The Lie of “Personal Brand”
Here’s the real reason LinkedIn feels dead: The platform forces you to be a brand before you're a person.
You have to filter your lived experience through a growth-hacked voice. Share your trauma, but make it trending. Reveal your failures, but end with a CTA. Be authentic—as long as it’s still professional.
But leadership isn't built in the comments. Reputation doesn’t need a hook. And the best operators aren’t optimizing for impressions—they’re solving unsexy problems no one claps for.
You’re Not Crazy for Feeling This Way
If you’ve been feeling like you’re shouting into a vacuum while the clowns go viral— you’re not broken. The platform is.
If you’ve been hesitating to post because the audience feels too performative— it’s not fear. It’s discernment.

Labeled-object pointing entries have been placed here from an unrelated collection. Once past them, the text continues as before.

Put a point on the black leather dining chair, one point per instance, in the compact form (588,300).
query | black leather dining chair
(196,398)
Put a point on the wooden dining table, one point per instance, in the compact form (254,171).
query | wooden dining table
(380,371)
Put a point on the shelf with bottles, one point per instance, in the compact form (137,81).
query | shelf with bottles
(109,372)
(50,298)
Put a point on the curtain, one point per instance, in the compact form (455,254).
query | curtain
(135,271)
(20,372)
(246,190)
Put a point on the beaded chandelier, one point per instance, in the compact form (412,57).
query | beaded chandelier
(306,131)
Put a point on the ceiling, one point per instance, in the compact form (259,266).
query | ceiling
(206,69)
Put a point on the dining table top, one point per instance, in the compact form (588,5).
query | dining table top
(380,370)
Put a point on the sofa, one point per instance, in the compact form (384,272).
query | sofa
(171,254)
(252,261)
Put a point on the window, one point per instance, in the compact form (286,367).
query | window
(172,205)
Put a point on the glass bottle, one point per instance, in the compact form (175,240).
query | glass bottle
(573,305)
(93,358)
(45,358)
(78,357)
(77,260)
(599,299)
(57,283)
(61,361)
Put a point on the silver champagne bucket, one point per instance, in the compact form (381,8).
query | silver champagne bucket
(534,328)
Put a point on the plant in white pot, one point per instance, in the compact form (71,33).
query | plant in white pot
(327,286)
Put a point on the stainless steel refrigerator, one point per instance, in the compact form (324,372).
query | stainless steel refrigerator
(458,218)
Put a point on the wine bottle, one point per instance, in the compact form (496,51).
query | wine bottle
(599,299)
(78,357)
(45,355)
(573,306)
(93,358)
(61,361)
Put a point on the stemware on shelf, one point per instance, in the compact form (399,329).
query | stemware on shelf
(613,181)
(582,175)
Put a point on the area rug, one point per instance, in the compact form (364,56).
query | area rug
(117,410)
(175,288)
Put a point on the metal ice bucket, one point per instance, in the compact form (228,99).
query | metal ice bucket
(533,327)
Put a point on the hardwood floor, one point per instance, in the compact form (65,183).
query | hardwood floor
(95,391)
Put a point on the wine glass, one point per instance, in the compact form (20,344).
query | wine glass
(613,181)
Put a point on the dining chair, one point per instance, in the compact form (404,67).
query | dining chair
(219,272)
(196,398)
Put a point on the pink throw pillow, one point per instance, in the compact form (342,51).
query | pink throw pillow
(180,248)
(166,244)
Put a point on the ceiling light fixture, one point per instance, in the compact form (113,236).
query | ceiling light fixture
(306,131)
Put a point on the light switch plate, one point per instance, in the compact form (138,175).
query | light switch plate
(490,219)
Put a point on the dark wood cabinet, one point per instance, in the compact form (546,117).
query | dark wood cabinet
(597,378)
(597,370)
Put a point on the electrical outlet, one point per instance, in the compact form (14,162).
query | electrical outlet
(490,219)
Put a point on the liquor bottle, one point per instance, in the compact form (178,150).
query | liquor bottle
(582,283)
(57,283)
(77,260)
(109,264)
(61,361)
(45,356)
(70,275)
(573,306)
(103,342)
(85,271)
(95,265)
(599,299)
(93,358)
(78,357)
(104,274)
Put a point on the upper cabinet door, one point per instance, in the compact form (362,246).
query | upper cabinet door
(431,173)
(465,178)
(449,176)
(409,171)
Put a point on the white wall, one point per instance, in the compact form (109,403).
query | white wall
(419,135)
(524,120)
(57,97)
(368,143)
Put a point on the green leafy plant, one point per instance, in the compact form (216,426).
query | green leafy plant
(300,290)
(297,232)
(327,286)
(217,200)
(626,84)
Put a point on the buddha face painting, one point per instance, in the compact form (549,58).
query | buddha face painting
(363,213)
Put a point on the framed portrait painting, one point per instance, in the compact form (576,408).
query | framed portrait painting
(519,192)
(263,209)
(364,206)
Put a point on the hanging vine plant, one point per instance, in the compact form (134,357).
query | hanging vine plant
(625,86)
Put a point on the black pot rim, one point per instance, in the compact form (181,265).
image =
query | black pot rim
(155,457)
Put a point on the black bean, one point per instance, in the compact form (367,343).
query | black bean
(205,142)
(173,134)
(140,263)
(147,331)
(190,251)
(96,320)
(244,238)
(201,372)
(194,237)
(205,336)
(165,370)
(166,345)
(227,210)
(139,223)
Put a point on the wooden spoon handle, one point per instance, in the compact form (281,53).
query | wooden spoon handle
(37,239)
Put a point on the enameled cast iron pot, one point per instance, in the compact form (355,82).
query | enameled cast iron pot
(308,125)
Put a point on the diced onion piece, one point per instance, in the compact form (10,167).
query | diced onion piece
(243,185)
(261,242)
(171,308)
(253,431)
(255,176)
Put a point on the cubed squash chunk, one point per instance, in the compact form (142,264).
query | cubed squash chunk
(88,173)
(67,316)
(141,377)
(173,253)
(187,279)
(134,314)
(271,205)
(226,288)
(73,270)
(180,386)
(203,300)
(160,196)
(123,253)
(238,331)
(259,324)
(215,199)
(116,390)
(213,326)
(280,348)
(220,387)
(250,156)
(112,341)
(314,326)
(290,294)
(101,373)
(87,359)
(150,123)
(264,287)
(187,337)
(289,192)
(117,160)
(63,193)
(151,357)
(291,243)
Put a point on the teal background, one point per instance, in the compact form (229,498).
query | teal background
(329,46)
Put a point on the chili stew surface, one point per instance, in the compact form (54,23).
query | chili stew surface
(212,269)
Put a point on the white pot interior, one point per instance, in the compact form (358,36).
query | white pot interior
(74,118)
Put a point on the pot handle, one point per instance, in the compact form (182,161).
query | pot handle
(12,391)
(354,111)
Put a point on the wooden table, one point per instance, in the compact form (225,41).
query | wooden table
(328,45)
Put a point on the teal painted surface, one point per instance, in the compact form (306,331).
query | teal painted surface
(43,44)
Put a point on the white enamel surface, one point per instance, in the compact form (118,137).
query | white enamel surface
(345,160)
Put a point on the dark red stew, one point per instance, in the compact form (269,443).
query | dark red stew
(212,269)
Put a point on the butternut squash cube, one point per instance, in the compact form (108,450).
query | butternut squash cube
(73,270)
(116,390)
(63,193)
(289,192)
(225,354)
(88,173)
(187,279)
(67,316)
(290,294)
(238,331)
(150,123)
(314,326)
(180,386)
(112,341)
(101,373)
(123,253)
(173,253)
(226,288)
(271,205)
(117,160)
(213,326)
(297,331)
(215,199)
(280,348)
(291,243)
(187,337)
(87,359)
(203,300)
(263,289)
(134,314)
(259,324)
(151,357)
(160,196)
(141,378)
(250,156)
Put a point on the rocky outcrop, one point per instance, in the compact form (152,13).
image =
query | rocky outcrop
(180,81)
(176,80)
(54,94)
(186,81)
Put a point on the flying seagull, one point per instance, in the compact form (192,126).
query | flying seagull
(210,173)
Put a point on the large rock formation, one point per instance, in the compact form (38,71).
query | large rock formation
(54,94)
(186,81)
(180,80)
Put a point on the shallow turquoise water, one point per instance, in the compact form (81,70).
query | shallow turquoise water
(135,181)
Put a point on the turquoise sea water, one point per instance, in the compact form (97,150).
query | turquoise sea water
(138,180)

And if you’ve been wondering where the real conversations are happening— they’ve moved off-platform. Substack. Slack. DMs. Real rooms. Real people. No applause required.
So What Now?
Use LinkedIn for distribution, not for depth. Post what you need to for visibility—but never confuse reach with relevance.
Keep your signal somewhere else. Write long-form. Build an email list. Host closed conversations. Do the work. Share the work. Let people find you because of the work.
LinkedIn isn’t dead because nobody’s posting. It’s dead because the wrong things go viral.
And the best minds have already left the building.